It’s a news item that was more or less off the radar for a while, then returned with a vengeance.

Back in the 1990s, the North American Free Trade Agreement (NAFTA) was implemented with the intention of creating the world’s largest free-trade zone. That zone encompasses The United States, Canada, and Mexico, affecting 350 million people and a gross domestic product (GDP) of more than $6 trillion. This is meant to rival the Western European trading block.

However, a new trade agreement was reached by the United States, Canada and Mexico at a September 30 deadline. The new deal, called The United-States-Mexico-Canada-Agreement (USMCA), effectively replaces NAFTA, which was in place since 1993.

President Trump is expected to sign the new agreement this month, and then Congress would have to approve the deal most likely next year. It remains to be seen how this will play out.
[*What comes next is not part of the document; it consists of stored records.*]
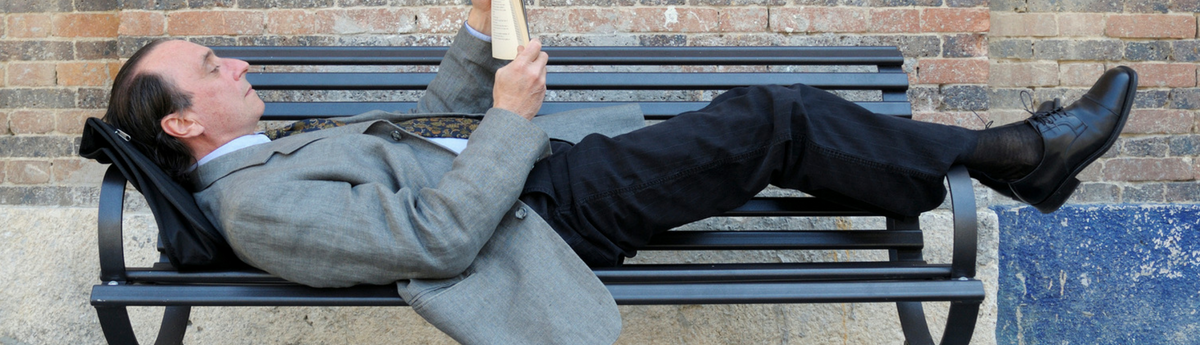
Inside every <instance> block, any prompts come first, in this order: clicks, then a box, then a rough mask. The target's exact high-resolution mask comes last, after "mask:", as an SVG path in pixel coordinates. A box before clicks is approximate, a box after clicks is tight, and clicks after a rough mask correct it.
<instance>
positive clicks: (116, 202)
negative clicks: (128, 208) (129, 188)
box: [96, 165, 128, 284]
mask: <svg viewBox="0 0 1200 345" xmlns="http://www.w3.org/2000/svg"><path fill="white" fill-rule="evenodd" d="M125 182H126V180H125V175H122V174H121V170H120V169H118V168H116V165H109V167H108V171H107V173H104V182H102V184H101V186H100V213H98V214H96V220H97V223H98V226H97V231H96V232H97V236H100V237H98V241H97V243H98V244H100V280H102V282H106V283H108V284H110V283H113V282H115V283H119V284H120V283H125V282H126V280H128V279H127V278H126V276H125V247H124V243H122V241H124V237H122V236H124V235H122V232H121V218H122V213H124V206H125Z"/></svg>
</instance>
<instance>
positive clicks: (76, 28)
mask: <svg viewBox="0 0 1200 345" xmlns="http://www.w3.org/2000/svg"><path fill="white" fill-rule="evenodd" d="M53 22H54V31H53V34H54V36H59V37H115V36H116V29H118V26H120V24H121V20H120V17H118V16H116V14H115V13H62V14H54V20H53Z"/></svg>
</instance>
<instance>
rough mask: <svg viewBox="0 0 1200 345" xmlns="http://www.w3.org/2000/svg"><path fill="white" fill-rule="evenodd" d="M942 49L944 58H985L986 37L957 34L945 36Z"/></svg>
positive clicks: (985, 53)
mask: <svg viewBox="0 0 1200 345" xmlns="http://www.w3.org/2000/svg"><path fill="white" fill-rule="evenodd" d="M943 46H944V47H942V56H944V57H985V56H988V36H986V35H984V34H959V35H950V36H946V43H944V44H943Z"/></svg>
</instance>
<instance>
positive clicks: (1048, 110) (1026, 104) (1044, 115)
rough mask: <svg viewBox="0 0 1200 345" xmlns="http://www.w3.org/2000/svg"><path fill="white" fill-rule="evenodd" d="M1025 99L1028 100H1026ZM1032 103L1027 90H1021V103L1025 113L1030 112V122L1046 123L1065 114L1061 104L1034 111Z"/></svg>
mask: <svg viewBox="0 0 1200 345" xmlns="http://www.w3.org/2000/svg"><path fill="white" fill-rule="evenodd" d="M1026 99H1028V101H1027V102H1026ZM1033 104H1034V102H1033V95H1032V93H1030V91H1027V90H1021V105H1024V107H1025V113H1030V119H1028V121H1030V122H1037V123H1042V125H1048V123H1052V122H1055V121H1057V120H1058V117H1062V116H1066V115H1067V111H1066V109H1064V108H1062V105H1058V107H1055V108H1054V109H1050V110H1042V111H1034V109H1033V108H1032V107H1033Z"/></svg>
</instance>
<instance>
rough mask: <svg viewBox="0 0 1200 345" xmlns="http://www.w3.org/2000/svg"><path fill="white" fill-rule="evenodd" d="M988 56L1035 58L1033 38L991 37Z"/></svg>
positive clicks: (1008, 58) (989, 43) (1000, 58)
mask: <svg viewBox="0 0 1200 345" xmlns="http://www.w3.org/2000/svg"><path fill="white" fill-rule="evenodd" d="M986 41H988V56H989V57H991V59H1033V41H1032V40H1004V38H995V37H990V38H989V40H986Z"/></svg>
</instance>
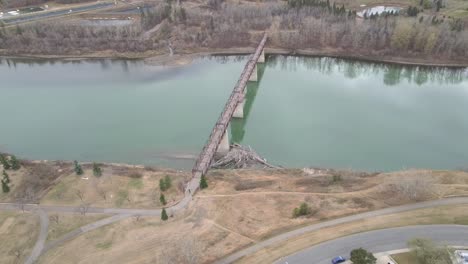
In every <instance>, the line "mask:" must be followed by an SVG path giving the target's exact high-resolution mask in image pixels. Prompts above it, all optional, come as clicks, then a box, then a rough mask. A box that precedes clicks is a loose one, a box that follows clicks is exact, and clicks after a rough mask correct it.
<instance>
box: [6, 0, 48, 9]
mask: <svg viewBox="0 0 468 264" xmlns="http://www.w3.org/2000/svg"><path fill="white" fill-rule="evenodd" d="M45 2H47V0H0V7H4V8H13V7H15V8H16V7H24V6H29V5H41V4H43V3H45Z"/></svg>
President Trump’s “America First” mindset played a large role in the transformation of NAFTA into something else.  The original idea was to increase bilateral trade, productivity and wealth. Since the agreement was first made, bilateral trade tripled among the three partners. Any renegotiation that the President introduces may impact this trade, affecting the economy (and then, of course, real estate).

The original NAFTA agreement had prompted the real estate industry to look at its licensure traditions. In the U.S. and Canada, real estate and licensure happens at the state level. In Canada, it’s at the provincial level, with a residency requirement. If an agent wants to practice in another area, another test and fees are required. Mexico, on the other hand, has no licensing requirements at all. NAFTA had inspired the U.S. and Canada to consider a real estate licensing agreement that does not require a residency requirement.
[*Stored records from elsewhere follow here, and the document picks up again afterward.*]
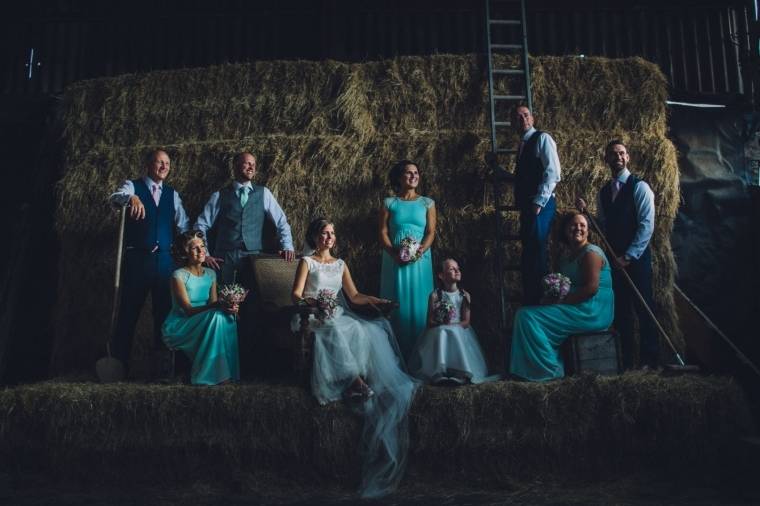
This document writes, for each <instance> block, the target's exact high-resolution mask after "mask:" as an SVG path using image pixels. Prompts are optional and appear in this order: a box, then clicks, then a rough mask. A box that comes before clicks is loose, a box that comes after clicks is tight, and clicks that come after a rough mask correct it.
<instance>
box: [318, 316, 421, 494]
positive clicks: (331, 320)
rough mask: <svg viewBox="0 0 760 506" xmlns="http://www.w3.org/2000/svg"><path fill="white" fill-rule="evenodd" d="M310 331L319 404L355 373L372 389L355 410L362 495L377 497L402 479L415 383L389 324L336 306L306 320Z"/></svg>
mask: <svg viewBox="0 0 760 506" xmlns="http://www.w3.org/2000/svg"><path fill="white" fill-rule="evenodd" d="M309 326H310V328H311V330H312V331H313V332H314V365H313V368H312V376H311V388H312V392H313V393H314V396H315V397H316V398H317V400H318V401H319V402H320V403H321V404H325V403H327V402H331V401H335V400H338V399H340V398H341V397H342V395H343V392H344V391H345V390H346V388H348V387H349V386H350V385H351V383H352V382H353V381H354V380H355V379H356V377H357V376H362V377H363V378H365V381H366V382H367V384H368V385H369V386H370V388H372V390H373V391H374V393H375V394H374V395H373V396H372V397H370V398H369V399H368V400H367V401H365V402H363V403H360V404H357V405H356V406H355V409H356V410H357V411H358V412H359V414H361V415H362V417H363V418H364V427H363V429H362V436H361V441H360V448H359V451H360V455H361V457H362V465H363V469H362V483H361V487H360V493H361V495H362V497H380V496H383V495H386V494H388V493H390V492H392V491H393V490H394V489H395V488H396V487H397V486H398V484H399V482H400V481H401V479H402V477H403V475H404V469H405V468H406V459H407V453H408V450H409V427H408V419H407V413H408V412H409V407H410V406H411V403H412V400H413V398H414V393H415V392H416V390H417V388H418V386H419V382H417V381H416V380H414V379H413V378H411V377H410V376H409V375H407V374H406V373H405V372H404V369H405V368H404V362H403V360H402V359H401V358H400V357H401V355H400V352H399V348H398V344H397V342H396V338H395V336H394V334H393V330H391V326H390V323H389V322H388V320H386V319H384V318H378V319H375V320H365V319H362V318H361V317H359V316H357V315H355V314H354V313H352V312H350V311H348V310H344V308H339V311H338V312H337V313H336V316H335V317H334V318H332V319H331V320H327V321H325V322H324V323H323V322H320V321H319V320H312V321H310V325H309Z"/></svg>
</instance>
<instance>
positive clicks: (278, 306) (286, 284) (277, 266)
mask: <svg viewBox="0 0 760 506" xmlns="http://www.w3.org/2000/svg"><path fill="white" fill-rule="evenodd" d="M251 262H252V266H253V277H254V280H255V282H256V293H255V294H254V296H255V297H256V298H258V301H257V303H258V304H259V306H260V307H261V308H262V309H263V310H265V311H277V310H279V309H281V308H283V307H285V306H291V305H293V302H292V300H291V299H290V294H291V292H292V290H293V280H294V279H295V277H296V268H297V267H298V262H285V261H283V260H282V258H280V257H279V256H274V255H266V256H264V255H261V256H252V257H251Z"/></svg>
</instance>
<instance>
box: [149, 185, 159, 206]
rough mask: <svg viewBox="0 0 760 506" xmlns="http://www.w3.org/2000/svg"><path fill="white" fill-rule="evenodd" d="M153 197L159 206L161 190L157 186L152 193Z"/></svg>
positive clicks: (157, 205)
mask: <svg viewBox="0 0 760 506" xmlns="http://www.w3.org/2000/svg"><path fill="white" fill-rule="evenodd" d="M150 193H151V195H153V202H155V203H156V206H158V201H159V200H161V190H160V188H159V186H158V185H157V184H154V185H153V191H151V192H150Z"/></svg>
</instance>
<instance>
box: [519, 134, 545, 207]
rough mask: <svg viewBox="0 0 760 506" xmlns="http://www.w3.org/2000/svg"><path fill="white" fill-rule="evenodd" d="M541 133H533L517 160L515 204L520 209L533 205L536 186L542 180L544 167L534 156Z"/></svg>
mask: <svg viewBox="0 0 760 506" xmlns="http://www.w3.org/2000/svg"><path fill="white" fill-rule="evenodd" d="M542 133H543V132H542V131H541V130H536V131H535V132H533V135H531V136H530V137H529V138H528V140H527V141H525V144H523V149H522V152H521V153H520V158H518V159H517V168H516V169H515V187H514V190H515V203H516V204H517V205H518V206H520V207H526V206H529V205H530V204H532V203H533V197H535V196H536V193H538V185H540V184H541V181H543V178H544V166H543V164H542V163H541V158H539V157H538V156H536V144H538V139H539V137H540V136H541V134H542Z"/></svg>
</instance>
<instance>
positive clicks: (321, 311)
mask: <svg viewBox="0 0 760 506" xmlns="http://www.w3.org/2000/svg"><path fill="white" fill-rule="evenodd" d="M337 308H338V297H337V295H336V294H335V292H333V291H332V290H328V289H327V288H324V289H322V290H320V291H319V292H317V309H319V316H317V319H319V321H321V322H324V321H325V320H329V319H330V318H332V317H333V316H335V310H336V309H337Z"/></svg>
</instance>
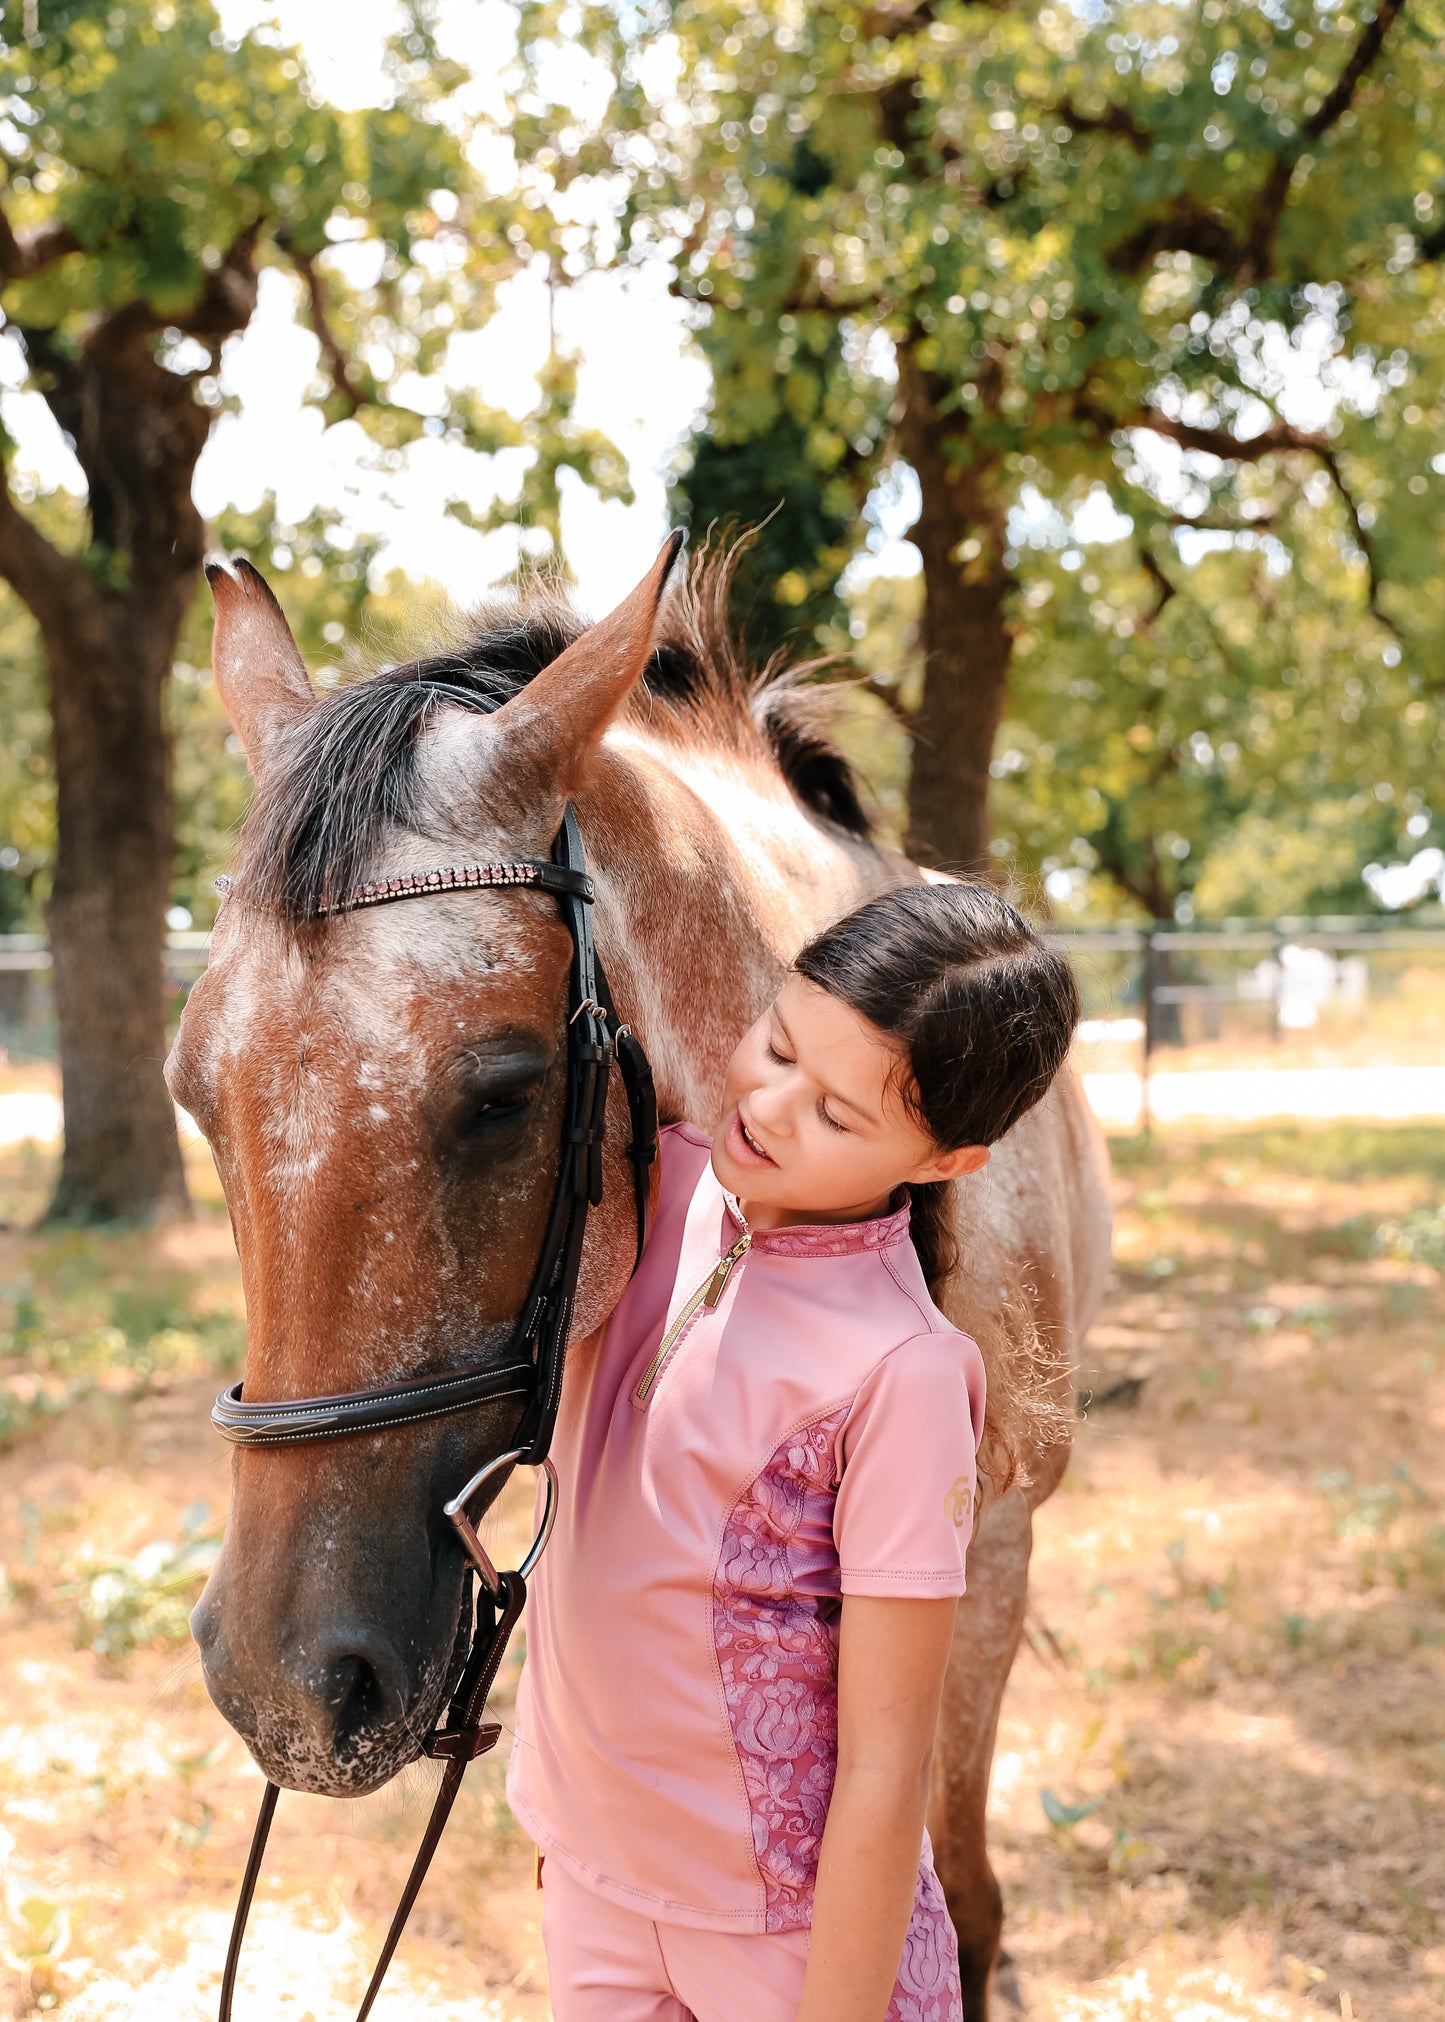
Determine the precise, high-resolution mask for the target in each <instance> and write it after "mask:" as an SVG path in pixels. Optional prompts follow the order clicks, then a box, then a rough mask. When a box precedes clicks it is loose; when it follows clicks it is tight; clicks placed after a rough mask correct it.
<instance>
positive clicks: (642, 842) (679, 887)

The National Association of REALTORS® (NAR), the Canadian Real Estate Association (CREA), and the Mexican Association of Real Estate Professionals (AMPI) had planned to meet over the course of several years, to further discuss this portability issue and the agreed-upon licensing standards. As of now, the jury is still out.

The construction industry could also be affected by USMCA. A tariff increase could lose Canada more than 362,000 jobs and a 1.9 percent decrease in the Canadian gross domestic product, according to EDC statistics. Since Canada is one of our major trade partners, America may feel a similar loss.

Since many developers and manufacturers work with companies in the United States, Canada and Mexico — and employ more than 40 million Americans — many products cross borders regularly. Changes, tariffs, or limitations may slow or eliminate this process, or could increase costs, discouraging companies from shipping its products and materials, including housing materials.

The new agreement has also been updated for the digital age. According to CNN, it outlines criminal penalties for online pirating, and prohibits duties on digital music, books, software and videogames. There will also be stronger intellectual property protections, including patents for biotech and, in interest to the real estate industry, financial services.